Surprises, Mixed Findings, or Questionable Research Practices? A Methodology for Evaluating Cumulative Empirical Analyses and Replication Studies

Time and Date: 5 July, 1pm-3pm EST

Workshop Leads: Gwendolyn Lee (University of Florida), Stewart Miller (University of Texas at San Antonio)

Questionable research practices that operate in the ambiguous space between what one might consider best practices and academic misconduct alert the research community to confront the discrepancies in cumulative empirical analyses—the discrepancies between an initial observation and subsequent observations about a theoretical expectation. Scholars of International Business (IB) have acknowledged that IB is not immune to science’s reproducibility and replicability crisis. Many leaders have provided methods-based recommendations to strengthen the trustworthiness of IB scholarship as well as to contribute to the development of good practices and encouragement of ethical empirical research.

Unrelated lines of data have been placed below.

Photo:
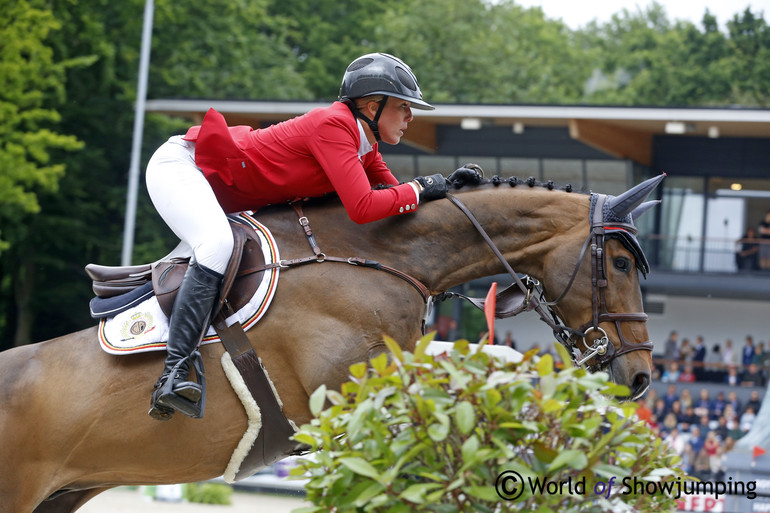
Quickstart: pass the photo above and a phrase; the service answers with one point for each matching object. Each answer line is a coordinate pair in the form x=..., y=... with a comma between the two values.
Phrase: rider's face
x=394, y=119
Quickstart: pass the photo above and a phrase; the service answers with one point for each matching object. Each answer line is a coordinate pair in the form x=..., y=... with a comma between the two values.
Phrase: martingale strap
x=320, y=257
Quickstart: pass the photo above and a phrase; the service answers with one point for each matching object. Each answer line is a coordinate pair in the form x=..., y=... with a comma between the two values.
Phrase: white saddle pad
x=145, y=327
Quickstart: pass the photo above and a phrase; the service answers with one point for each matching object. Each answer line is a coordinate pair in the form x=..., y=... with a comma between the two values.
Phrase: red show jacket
x=307, y=156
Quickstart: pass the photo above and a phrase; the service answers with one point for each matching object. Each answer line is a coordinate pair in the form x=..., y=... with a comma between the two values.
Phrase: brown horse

However, while encouraged by the methodological improvements, we do not yet have a methodology for evaluating the discrepancies that can alert a study’s possible errors and potentially false knowledge. How do we know that the discrepancies indicate violations of internal validity and/or external validity? In order to classify the nature of discrepancies between a study and prior studies of a particular phenomenon (do the discrepancies suggest surprises, mixed findings, or questionable research practices?), we need modes of evaluation and suites of diagnostic tools, together as a methodology. The methodology may aid researchers, journal editors and reviewers in evaluating cumulative empirical analyses and assessing the merits of replication studies.

At the workshop, we will highlight epistemic mapping along with a diagnostic tool for examining internal validity, and transportability along with a diagnostic tool for examining external validity.

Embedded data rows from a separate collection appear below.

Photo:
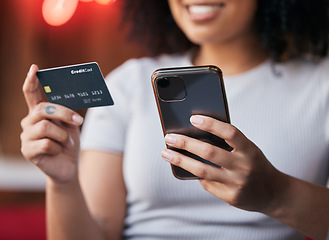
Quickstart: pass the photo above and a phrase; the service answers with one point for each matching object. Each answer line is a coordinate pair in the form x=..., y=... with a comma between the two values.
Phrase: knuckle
x=177, y=160
x=182, y=143
x=208, y=124
x=40, y=107
x=43, y=126
x=209, y=152
x=201, y=172
x=45, y=145
x=205, y=185
x=231, y=132
x=23, y=122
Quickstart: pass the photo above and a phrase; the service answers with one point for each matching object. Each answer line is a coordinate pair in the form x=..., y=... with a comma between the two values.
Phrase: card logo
x=82, y=70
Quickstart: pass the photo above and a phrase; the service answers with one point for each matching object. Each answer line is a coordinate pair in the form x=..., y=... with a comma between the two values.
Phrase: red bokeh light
x=58, y=12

Panel: The Different Dimensions of Triangulation: How to Strengthen Your Research Project

Chairs: Bo Nielsen (University of Sydney), Catherine Welch (Trinity College Dublin)

Time and Date: 5 July, 3:30pm-5:30pm EST

The aim of this session is to provide a framework for building triangulation into the research design of an IB study. It will address issues such as: What are the different types of triangulation? What benefits can they provide? What are the challenges and decisions involved? Brief presentations by panel members will address the possibilities available for making use of triangulation in quantitative, qualitative and mixed-method research.  In order to illustrate how to apply different forms of triangulation creatively and effectively, examples of IB studies will be analyzed and contrasted.